The high NA in the BPD group compared with both control groups is consistent with a number of studies suggesting intense NA but not hyperreactivity of NA in those with BPD (e.g., Herpertz et al., 1999; Jacob et al., 2008, 2009; Kuo & Linehan, 2009). These findings suggest that emotional dysregulation in those with BPD might be more appropriately characterized as intense subjective negative affectivity, rather than emotional hyperreactivity and impaired recovery as suggested by current theories. However, a recent study (Gratz, Rosenthal, Tull, Lejuez, & Gunderson, 2010) suggested that BPD participants show hyperreactivity and impaired recovery only with respect to shame in response to negative feedback. Although there is an evaluative component to the TSST, there is no negative feedback provided, and our measure of general negative affect does not allow for much differentiation between specific emotions. Future research in this area would benefit from finer-grained investigation of specific emotions and contextual precipitants of emotional responses in those with BPD.

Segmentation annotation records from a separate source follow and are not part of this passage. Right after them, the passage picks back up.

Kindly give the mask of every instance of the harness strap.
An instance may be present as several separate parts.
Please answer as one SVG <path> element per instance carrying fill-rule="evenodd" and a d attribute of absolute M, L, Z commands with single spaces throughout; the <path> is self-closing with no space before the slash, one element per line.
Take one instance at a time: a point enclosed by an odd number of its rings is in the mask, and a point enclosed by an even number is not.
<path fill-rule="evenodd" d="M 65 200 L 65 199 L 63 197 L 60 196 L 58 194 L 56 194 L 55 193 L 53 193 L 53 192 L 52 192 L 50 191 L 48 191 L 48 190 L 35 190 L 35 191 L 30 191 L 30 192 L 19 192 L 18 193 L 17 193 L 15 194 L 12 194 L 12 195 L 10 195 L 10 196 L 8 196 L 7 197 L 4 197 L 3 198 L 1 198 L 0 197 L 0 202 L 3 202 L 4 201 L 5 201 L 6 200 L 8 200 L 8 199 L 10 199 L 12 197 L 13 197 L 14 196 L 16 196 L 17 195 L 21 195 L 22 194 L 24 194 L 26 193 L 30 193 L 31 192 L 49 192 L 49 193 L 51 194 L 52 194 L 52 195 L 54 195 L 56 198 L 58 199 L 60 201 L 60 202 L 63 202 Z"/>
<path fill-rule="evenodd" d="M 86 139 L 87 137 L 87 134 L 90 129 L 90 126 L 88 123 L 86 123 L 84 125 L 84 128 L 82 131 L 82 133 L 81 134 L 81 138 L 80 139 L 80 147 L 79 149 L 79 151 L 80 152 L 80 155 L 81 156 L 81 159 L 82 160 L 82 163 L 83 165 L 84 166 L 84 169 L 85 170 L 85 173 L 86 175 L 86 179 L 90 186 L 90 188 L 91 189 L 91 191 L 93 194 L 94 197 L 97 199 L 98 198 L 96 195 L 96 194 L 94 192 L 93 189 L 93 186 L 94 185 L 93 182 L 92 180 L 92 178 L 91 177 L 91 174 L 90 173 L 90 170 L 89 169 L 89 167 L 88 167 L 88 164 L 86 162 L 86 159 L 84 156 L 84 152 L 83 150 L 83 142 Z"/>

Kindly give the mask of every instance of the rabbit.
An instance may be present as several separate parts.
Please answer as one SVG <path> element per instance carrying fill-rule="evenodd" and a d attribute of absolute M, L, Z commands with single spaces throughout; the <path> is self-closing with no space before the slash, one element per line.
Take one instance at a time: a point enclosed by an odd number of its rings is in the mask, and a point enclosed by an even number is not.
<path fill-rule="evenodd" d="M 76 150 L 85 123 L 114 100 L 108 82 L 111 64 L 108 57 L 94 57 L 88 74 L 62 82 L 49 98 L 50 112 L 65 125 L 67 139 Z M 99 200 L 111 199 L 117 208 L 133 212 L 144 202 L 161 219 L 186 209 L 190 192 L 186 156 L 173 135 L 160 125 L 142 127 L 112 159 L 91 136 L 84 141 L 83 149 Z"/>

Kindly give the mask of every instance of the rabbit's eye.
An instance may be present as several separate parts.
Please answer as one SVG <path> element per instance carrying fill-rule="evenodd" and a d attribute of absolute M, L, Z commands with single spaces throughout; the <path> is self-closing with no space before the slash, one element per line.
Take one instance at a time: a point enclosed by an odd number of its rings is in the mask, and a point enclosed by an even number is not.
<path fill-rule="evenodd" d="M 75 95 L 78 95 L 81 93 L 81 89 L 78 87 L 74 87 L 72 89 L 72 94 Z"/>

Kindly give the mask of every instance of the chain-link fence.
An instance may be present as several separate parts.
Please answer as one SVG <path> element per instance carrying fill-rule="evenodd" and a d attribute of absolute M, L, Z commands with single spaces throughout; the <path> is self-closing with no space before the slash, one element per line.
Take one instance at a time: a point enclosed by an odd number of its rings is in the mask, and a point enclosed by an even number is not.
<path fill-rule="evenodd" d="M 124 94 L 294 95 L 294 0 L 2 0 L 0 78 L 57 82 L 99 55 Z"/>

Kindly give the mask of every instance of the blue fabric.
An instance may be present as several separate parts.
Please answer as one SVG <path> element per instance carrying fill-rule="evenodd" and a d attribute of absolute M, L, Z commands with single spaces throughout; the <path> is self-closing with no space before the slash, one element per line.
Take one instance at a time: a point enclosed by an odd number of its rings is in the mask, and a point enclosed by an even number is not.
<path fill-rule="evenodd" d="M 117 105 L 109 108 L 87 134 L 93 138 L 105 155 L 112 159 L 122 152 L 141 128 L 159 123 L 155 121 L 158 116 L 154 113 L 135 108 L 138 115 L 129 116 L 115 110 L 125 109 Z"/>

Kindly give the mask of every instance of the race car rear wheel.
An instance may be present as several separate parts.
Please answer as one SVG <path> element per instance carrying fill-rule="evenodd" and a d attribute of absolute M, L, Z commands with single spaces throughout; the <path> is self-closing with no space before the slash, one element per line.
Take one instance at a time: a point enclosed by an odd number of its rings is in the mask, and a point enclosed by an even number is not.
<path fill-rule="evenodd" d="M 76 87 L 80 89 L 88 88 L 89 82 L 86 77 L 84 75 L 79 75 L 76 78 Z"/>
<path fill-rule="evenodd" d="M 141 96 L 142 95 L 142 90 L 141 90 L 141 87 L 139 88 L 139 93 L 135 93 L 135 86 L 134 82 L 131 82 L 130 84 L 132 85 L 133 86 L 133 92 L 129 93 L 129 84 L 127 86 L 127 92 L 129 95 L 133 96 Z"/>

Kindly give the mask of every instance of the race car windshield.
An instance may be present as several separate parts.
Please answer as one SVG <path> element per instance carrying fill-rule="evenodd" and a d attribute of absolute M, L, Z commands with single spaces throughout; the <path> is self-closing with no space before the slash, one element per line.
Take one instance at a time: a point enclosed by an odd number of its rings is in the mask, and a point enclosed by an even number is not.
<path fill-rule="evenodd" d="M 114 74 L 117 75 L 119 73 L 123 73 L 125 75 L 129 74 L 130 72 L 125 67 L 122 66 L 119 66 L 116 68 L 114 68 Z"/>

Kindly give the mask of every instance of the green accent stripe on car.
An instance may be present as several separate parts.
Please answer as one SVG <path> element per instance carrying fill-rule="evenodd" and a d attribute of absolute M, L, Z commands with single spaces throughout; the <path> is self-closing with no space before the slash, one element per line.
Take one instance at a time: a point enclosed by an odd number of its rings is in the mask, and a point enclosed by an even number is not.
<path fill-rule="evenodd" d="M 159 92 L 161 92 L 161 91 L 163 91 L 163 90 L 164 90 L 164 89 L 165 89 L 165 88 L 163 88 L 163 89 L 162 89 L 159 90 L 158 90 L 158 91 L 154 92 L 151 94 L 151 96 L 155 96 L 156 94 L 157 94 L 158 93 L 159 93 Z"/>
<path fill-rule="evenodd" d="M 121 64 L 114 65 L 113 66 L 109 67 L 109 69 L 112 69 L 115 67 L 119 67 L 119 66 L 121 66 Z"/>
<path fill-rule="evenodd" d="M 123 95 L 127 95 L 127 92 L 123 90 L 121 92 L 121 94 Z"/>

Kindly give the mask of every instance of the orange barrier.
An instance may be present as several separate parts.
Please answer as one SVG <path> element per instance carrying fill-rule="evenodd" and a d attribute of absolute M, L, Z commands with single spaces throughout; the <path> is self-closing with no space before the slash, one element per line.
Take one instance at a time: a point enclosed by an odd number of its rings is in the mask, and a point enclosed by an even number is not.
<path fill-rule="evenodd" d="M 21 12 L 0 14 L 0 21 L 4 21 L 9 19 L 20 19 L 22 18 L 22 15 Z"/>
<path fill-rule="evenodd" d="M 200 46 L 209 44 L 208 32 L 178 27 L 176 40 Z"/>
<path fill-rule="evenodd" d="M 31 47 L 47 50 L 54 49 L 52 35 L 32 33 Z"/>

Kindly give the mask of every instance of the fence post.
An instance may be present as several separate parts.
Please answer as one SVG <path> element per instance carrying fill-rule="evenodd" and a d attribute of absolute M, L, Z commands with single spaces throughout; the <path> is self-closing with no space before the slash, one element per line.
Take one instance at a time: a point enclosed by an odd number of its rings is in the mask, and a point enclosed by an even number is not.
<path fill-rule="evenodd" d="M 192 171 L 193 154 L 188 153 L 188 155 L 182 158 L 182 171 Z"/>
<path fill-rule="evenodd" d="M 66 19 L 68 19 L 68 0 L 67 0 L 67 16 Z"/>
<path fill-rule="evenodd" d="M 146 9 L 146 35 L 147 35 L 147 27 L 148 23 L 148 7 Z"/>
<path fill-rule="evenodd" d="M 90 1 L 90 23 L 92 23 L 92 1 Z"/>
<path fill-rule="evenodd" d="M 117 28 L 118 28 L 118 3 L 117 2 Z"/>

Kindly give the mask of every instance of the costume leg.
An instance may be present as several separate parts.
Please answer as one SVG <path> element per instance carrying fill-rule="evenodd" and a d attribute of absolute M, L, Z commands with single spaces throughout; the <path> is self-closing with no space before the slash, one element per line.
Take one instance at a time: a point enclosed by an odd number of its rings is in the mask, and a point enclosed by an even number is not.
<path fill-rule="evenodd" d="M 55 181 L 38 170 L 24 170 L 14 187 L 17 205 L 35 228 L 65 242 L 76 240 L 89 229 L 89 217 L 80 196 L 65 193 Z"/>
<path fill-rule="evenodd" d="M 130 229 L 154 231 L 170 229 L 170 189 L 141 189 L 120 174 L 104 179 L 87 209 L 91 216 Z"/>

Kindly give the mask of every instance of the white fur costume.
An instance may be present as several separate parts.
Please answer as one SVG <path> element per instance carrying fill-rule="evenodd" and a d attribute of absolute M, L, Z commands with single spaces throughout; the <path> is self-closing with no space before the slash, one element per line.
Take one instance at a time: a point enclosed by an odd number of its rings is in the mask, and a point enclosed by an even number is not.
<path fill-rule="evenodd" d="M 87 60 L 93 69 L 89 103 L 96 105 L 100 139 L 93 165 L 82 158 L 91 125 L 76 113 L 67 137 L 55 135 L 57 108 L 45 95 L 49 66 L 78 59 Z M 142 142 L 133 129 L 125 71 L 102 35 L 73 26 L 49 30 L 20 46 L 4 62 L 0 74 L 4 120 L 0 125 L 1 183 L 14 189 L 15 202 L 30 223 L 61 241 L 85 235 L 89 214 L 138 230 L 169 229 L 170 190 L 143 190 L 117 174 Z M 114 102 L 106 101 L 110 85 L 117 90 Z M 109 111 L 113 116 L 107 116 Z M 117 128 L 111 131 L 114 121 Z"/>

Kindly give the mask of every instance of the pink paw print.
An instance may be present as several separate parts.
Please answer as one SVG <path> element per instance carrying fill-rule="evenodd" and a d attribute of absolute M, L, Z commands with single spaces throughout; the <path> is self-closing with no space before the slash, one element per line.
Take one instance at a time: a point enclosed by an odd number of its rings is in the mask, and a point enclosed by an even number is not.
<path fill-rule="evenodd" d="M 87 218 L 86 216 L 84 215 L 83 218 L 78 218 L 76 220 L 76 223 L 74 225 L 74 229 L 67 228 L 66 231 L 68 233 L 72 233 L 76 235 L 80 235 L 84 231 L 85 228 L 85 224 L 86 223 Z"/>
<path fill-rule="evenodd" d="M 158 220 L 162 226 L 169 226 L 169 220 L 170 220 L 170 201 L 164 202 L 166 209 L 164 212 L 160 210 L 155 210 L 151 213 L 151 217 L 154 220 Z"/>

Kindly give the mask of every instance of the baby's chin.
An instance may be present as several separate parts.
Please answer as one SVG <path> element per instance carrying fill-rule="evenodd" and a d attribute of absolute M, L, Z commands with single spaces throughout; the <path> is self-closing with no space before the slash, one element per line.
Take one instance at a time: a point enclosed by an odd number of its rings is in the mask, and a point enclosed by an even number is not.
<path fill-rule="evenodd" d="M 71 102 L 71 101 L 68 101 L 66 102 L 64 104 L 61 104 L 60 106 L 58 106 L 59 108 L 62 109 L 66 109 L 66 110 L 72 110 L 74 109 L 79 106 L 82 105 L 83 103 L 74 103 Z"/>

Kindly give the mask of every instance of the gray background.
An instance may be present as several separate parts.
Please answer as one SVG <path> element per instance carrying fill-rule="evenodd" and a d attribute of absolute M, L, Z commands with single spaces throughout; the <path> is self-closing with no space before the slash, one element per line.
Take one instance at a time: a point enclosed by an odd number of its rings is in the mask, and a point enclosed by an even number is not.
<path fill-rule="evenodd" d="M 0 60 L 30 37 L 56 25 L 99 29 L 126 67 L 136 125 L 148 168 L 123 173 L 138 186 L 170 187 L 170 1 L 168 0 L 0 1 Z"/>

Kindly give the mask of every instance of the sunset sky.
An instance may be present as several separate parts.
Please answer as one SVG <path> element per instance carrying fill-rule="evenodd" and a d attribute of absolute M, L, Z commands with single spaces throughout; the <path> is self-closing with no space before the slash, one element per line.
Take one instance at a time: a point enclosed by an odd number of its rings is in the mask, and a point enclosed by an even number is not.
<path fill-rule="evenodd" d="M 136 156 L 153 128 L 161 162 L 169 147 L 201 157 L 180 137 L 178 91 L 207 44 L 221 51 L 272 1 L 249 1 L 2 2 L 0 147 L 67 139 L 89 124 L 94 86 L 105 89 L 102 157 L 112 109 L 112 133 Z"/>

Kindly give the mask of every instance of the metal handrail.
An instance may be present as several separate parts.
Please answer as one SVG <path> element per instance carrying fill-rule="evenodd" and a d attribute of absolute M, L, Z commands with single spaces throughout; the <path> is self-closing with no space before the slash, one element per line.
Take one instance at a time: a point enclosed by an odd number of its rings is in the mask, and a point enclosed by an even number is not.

The differences between the BPD and TM groups in subjective NA and cortisol levels suggests that emotional dysregulation in BPD must be understood as more than just extreme variation on these normative personality traits, which has implications for assessment of BPD in DSM-5, as well as for theories of emotional dysregulation in BPD. Our assessment procedures ensured that although the TM group showed elevated BPD-related personality traits, they were without clinically significant Axis I or II symptoms. Thus, individuals can be high on BPD-related personality traits, yet not show significant signs of psychopathology or aberrant patterns of HPA axis or subjective emotional responses to stress. On the other hand, the similarity between BPD and TM groups in sAA reactivity suggests that blunted autonomic responsiveness in those with BPD might potentially be related to affective traits that these groups share in common. These findings indicate that the role of emotional and impulsive traits in autonomic dysregulation should be further explored, perhaps with additional measures of ANS functioning.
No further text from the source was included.